Nuovi indici FTSE Italia

A Piazza Affari sbarcheranno i nuovi indici FTSE Italia creati per sostituire gli attuali indici di mercato a seguito dell’integrazione fra Borsa Italiana ed il London Stock Exchange.

In particolare, l’indice S&P/Mib, paniere di riferimento delle blue-chips italiane, verrà sostituito dal nuovo indice FTSE MIB. Nulla cambia a livello di paniere, dato che restano gli stessi partecipanti, la metodologia di calcolo ed i relativi pesi. L’indice sarà quindi composto da 40 titoli, gli stessi che avevano fatto parte del S&P/Mib sino a venerdì scorso.
FTSE MIB è il principale indice di benchmark dei mercati azionari italiani. Questo indice, che coglie circa l’80% della capitalizzazione di mercato interna, è composto da società di primaria importanza e a liquidità elevata.
L’Indice è stato creato per essere più adatto al trading di future e opzioni, sostituendo il MIB 30 quale indice di benchmark per gli ETF (Exchange Traded Funds) e per il monitoraggio di titoli a elevata capitalizzazione nel mercato italiano.Ciascun titolo viene analizzato per dimensione e liquidità e l’Indice fornisce complessivamente una corretta rappresentazione per settori. L’Indice FTSE MIB è ponderato in base alla capitalizzazione di mercato dopo aver corretto i componenti in base al flottante.
Le società componenti l’Indice FTSE MIB sono selezionate, dopo una rigorosa analisi dell’universo azionario italiano allargato, in modo da garantire agli investitori che l’Indice rappresenti nel miglior modo possibile i mercati azionari italiani.
Possono essere inclusi nell’Indice FTSE MIB tutti i titoli negoziati sul mercato principale della Borsa Italiana, a eccezione delle azioni di risparmio e delle azioni privilegiate. Tuttavia se una società ha azioni ordinarie non quotate o con liquidità minore delle azioni di risparmio o delle azioni privilegiate, è possibile includere anche tali azioni di risparmio o azioni privilegiate.
È possibile includere società estere quotate solo se rispettano i requisiti di Borsa Italiana in fatto di divulgazione delle informazioni.
Il Gruppo direzionale congiunto di FTSE Italia analizza rigorosamente le condizioni finanziarie e operative di ciascuna società. L’obiettivo è quello di aggiungere all’Indice società ritenute stabili, rendendo in tal modo minimo il turnover dell’Indice.

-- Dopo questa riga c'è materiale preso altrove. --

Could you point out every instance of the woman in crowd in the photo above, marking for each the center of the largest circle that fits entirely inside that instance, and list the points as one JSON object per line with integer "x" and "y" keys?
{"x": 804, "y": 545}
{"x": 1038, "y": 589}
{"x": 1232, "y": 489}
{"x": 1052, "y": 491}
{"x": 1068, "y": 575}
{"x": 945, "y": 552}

L’indice Mibtel sarà sostituito dal nuovo indice FTSE Italia All-Share, che si comporrà di 250 titoli rispetto ai 275 attuali. Il paniere dunque cambierà un po’ e vi sarà un livello minimo per la liquidità ed il flottante. Altra particolarità sarà l’inclusione di una sola categoria di azioni. Il nuovo indice avrà una rappresentatività del 95% della capitalizzazione di borsa, rispetto al 98% del vecchio Mibtel.

L’indice Midex verrà sostituito dall’indice FTSE Italia Mid Cap ma il paniere sarà una versione raddoppiata del vecchio Midex. Infatti, saranno ben 60 le società componenti il paniere, rispetto alle 30 attuali. Molte le nuove entrate e ben diversi i pesi rispetto a quelli che conoscevamo per il Midex.

L’indice All Stars diventerà FTSE Italia Star che non vedrà sostanzialmente modificati né i componenti il paniere né i pesi rispetto all’attuale paniere.

Ci sono poi delle new entry:

- L’indice FTSE Italia Small Cap sarà un benchmark rappresentativo delle società a minore capitalizzazione, composto da 150 società che prima confluivano nel più vasto calderone del Mibtel.

- L’indice FTSE Italia Micro Cap sarà un’opportunità per mettere in luce le società, venticinque in tutto, a più bassa capitalizzazione.

Infine ci sono gli indici FTSE Italia settoriali, che oltre alle altre diversità rispetto ai vecchi indici Mib Settoriali, avranno un vantaggio non indifferente, la trattazione in continua.